Date de publication : 22.10.12 Imprimer
Train de Vie : « Plus d’place, prenez le suivant »!

Train de Vie : « Plus d’place, prenez le suivant »!

 

La rengaine est la même à chaque nouvelle estimation de population : nous sommes trop nombreux ! Enfin, moi ça va, mais vous êtes trop nombreux (1) !

Terra Nostra prend dans l’imaginaire écolodramatique  des airs d’ascenseur de bureau à la pause-cigarette – un wagon du RER A à 17h un vendredi… « Ok ca monte, ok ca roule, mais on est quand même trop …et puis vous me marchez sur le pied. »
Le problème c’est qu’il n’y avait pas d’indication de capacité lorsque la planète nous a été remise clefs-en-main (Job 38 : 5). Ici c’est surpeuplé, le jardin d’Eden c’était quand-même plus sélect’ !

 

Peur égoïste d’un espace fermé en proie à des luttes pour ses ressources (2) qui en appelle invariablement à l’argumentum ad consequentiam d’une Terre qui ne tiendra plus longtemps. Le monde est immense, mais pas assez pour vous ! Non pas parce qu’il y a un risque que les nouveaux nés ne puissent jouir de conditions de vie decentes, mais à ressources limitées, espaces finis et population en croissance, ne craindrions-nous pas plutôt de devoir moyenner les nôtres à la baisse ?

Dès lors, la tentation est grande pour certains, dans nos sociétés occidentales ayant poussé la raison jusqu’à l’extrême de sa rationalisation, de vouloir contrôler la vie, organiser son apparition. Finalement la voilà peut-être la solution pour sauver une planète croulant sous les masses affamées, destructrices et polluantes : que les femmes et les hommes renoncent « librement » à cette envie d’avoir des enfants (3). Il a été dit ailleurs – et c’est d’actualité – qu’il n’y a pas de droit à l’enfant. Encore basé sur ce que nous pensons être matériellement acceptable pour ces vies à venir, si les droits de l’enfant priment sur le droit à l’enfant, alors partant du principe que l’on ne pourra pas l’accueillir dans des conditions que l’on juge optimales, c’est œuvrer en son droit que de refuser le notre en choisissant de ne pas l’accueillir du tout. C’est mathématique, imparable …suicidaire. « Allez voir ailleurs, ici c’est complet ! »

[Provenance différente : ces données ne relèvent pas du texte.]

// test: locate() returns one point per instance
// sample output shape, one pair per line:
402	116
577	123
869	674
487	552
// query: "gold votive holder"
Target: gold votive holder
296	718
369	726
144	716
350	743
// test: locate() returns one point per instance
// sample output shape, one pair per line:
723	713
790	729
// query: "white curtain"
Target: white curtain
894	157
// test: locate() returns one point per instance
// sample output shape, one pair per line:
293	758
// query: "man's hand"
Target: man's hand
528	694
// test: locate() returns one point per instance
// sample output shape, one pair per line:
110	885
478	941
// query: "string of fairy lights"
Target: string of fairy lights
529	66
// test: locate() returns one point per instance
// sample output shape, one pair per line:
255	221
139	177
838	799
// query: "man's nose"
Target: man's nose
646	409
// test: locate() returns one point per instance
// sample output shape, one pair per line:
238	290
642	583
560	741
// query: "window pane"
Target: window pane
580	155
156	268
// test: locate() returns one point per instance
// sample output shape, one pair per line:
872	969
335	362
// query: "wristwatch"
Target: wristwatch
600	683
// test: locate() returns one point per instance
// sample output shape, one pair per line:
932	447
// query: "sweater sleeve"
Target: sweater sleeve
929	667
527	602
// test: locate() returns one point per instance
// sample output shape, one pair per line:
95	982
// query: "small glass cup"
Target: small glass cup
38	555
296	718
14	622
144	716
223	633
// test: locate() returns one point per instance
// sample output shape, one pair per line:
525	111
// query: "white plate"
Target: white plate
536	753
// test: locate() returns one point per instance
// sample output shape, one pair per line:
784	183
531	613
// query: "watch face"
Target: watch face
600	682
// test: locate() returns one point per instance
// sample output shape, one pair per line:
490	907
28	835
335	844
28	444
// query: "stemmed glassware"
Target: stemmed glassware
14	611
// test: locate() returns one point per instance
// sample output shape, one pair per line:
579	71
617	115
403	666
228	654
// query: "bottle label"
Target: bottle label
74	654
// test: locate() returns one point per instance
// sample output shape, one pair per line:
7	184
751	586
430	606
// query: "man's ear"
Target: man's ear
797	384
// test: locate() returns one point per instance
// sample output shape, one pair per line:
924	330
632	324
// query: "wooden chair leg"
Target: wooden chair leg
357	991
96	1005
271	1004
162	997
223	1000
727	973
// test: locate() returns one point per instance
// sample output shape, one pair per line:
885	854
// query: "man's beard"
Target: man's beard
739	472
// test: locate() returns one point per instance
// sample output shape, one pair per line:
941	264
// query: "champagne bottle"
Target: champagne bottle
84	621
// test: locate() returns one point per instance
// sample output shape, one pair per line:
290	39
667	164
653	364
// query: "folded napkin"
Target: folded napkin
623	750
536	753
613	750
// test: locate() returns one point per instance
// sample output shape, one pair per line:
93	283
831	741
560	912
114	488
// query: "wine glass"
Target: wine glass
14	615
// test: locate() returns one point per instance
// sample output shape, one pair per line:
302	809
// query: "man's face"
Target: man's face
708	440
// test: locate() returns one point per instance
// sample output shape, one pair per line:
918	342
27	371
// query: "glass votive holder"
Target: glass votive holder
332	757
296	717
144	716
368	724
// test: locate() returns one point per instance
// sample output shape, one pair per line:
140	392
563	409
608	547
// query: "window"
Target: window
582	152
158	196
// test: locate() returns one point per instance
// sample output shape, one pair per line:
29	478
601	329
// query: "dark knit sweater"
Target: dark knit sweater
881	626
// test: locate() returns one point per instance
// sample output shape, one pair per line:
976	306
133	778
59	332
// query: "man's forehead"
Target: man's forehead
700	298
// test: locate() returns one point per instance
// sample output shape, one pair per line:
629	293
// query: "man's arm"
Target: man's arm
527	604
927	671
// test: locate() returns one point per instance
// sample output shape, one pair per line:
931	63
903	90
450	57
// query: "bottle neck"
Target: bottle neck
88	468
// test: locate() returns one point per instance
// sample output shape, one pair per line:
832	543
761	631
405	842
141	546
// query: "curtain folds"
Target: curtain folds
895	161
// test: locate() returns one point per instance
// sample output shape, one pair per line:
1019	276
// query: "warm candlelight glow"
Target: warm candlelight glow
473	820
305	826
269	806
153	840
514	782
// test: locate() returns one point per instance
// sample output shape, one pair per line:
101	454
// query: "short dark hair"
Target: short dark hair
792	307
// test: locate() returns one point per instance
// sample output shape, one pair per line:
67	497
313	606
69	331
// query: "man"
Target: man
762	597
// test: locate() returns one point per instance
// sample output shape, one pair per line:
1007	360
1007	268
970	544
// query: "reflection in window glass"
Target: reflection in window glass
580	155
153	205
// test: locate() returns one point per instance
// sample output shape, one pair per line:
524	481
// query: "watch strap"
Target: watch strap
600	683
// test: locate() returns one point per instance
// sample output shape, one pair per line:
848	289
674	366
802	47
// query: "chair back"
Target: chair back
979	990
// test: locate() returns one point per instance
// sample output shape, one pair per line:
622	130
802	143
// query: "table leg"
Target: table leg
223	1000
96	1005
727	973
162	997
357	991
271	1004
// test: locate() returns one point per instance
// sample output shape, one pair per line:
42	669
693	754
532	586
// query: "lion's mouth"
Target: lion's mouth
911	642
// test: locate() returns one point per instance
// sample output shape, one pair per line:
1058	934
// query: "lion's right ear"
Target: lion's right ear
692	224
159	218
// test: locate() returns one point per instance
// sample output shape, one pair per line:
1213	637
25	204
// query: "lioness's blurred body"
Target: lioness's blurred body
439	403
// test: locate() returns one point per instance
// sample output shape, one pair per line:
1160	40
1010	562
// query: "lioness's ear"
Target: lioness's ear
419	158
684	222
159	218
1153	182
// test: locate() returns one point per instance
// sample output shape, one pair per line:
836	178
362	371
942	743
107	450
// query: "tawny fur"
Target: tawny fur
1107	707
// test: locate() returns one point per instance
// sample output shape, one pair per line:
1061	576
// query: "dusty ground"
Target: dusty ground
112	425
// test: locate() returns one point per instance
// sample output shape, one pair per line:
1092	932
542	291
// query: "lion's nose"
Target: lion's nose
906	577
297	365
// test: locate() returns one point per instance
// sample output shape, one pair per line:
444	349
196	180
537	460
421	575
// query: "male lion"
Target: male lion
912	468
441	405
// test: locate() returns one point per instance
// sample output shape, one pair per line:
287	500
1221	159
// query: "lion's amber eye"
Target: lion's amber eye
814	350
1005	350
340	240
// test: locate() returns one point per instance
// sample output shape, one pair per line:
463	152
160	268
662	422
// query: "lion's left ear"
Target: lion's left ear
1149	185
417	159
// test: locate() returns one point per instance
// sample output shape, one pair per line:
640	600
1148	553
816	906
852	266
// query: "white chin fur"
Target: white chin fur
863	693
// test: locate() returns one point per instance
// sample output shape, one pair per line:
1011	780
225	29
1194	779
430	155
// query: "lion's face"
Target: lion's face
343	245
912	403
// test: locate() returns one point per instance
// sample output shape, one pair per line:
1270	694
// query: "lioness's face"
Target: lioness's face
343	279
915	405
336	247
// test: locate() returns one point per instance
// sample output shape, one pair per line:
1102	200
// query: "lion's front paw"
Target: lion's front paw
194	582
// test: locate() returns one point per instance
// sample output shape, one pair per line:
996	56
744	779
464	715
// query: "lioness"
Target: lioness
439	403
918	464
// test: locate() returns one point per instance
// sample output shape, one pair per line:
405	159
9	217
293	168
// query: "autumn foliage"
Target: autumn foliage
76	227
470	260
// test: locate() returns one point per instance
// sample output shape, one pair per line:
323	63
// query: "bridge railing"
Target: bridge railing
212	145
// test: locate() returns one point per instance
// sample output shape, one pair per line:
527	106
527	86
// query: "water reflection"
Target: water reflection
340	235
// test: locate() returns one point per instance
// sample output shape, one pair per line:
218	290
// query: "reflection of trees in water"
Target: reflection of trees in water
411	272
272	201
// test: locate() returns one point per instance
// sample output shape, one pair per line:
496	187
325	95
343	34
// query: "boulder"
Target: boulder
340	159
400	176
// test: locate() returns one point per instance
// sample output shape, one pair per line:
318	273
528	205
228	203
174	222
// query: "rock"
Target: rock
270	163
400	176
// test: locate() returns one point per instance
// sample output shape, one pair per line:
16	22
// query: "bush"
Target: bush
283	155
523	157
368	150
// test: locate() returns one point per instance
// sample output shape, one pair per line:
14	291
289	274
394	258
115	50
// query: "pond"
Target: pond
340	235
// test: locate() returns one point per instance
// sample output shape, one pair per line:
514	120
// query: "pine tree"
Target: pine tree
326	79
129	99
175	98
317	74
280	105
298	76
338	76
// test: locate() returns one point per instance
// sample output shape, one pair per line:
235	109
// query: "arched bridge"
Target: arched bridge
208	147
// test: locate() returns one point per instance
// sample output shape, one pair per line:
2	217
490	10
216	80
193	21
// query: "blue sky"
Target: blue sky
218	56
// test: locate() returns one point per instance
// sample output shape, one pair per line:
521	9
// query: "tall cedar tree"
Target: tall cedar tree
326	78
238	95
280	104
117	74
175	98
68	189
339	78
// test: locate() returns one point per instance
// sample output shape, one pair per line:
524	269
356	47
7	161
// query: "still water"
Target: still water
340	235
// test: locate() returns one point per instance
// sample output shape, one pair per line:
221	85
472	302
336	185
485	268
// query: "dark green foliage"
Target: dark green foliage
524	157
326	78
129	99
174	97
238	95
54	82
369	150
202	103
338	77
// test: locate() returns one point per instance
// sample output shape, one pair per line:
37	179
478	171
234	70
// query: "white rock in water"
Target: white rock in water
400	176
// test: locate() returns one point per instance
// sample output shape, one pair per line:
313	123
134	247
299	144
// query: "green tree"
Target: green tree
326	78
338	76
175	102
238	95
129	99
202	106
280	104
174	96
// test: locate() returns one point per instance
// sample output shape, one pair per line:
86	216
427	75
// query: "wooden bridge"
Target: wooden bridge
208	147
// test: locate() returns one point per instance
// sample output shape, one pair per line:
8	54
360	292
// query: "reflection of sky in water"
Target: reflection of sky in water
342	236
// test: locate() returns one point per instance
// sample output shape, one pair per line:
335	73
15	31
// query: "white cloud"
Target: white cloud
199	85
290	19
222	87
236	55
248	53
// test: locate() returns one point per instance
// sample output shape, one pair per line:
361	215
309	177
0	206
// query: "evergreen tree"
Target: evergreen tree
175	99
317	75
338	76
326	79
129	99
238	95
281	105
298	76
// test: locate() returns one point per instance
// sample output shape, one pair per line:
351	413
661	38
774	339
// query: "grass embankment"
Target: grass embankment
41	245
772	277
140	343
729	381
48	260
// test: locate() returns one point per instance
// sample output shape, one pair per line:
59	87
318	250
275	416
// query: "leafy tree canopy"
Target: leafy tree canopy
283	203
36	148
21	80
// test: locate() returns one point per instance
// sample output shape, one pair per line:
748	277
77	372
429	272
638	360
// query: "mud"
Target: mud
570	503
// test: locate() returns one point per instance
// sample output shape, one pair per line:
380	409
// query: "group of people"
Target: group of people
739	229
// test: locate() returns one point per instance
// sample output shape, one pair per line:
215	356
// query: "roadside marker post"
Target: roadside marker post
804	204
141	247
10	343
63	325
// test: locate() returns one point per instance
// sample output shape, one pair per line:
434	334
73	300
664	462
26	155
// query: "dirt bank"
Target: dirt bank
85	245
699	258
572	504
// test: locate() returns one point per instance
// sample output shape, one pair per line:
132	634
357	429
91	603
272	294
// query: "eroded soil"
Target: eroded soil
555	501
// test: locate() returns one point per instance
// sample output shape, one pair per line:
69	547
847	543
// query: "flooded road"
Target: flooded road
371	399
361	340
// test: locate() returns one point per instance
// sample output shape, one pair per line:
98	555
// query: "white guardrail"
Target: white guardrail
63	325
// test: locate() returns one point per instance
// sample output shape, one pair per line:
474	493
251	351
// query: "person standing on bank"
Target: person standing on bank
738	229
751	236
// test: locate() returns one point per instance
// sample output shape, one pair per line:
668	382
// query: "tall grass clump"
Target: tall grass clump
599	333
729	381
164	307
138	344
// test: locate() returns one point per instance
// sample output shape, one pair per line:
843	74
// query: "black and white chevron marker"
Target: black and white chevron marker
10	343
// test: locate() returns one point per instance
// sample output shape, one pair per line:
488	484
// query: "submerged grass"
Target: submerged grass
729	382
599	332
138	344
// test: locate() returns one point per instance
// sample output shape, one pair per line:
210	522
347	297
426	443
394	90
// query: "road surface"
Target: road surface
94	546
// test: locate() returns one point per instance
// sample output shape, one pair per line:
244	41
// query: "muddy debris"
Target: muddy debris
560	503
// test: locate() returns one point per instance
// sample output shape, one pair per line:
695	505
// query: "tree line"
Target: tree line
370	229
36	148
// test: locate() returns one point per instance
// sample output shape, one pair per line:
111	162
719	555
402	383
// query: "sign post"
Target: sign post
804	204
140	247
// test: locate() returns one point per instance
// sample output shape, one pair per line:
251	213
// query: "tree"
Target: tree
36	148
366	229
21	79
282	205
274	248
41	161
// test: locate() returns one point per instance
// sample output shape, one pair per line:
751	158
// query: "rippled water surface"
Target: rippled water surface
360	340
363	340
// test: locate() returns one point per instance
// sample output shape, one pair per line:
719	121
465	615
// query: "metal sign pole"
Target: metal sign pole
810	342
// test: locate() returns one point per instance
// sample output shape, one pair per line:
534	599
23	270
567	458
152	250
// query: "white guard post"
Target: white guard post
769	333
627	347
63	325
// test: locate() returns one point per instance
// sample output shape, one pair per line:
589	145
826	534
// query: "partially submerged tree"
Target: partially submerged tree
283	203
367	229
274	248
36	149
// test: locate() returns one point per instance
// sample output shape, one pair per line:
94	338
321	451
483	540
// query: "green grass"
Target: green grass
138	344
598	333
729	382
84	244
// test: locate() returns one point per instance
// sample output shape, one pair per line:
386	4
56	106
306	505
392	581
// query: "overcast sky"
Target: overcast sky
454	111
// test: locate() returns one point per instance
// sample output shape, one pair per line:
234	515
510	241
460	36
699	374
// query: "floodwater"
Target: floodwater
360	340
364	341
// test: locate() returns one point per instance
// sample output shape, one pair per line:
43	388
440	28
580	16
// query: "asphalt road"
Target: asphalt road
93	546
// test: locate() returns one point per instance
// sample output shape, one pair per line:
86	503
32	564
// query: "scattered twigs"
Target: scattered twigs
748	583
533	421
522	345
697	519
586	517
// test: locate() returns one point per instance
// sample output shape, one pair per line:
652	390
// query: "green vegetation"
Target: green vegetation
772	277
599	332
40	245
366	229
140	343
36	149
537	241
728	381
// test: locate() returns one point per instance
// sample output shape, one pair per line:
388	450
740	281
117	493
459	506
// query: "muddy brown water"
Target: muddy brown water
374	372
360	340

D’aucun soutiendront qu’il y a de toutes façons bien assez d’enfants malheureux à adopter sur Terre et que les couples seraient bien inspirés de s’occuper de l’existant avant de vouloir aggraver la surcapacité.

 

A suivre cette logique plus largement, on chosifie la vie. Elle n’est plus un don que l’on accepte dans son mystère mais une composante de renouvellement purement utilitaire. Elle n’est plus un trésor à protéger pour ce qu’elle promet, mais une valeur pour ce qu’elle apporte et dont il faut rationnaliser et maximiser l’utilité économique et sociale : une Variable d’Intérêt Economico-écologique !
Il faut avoir assez de vie pour remplacer les vies déclinantes, mais pas trop pour rester à l’équilibre.
Alors sauvons la planète, mais qui décide de combien nous pouvons être ? Et comment ? La Main-Invisible d’A. Smith ?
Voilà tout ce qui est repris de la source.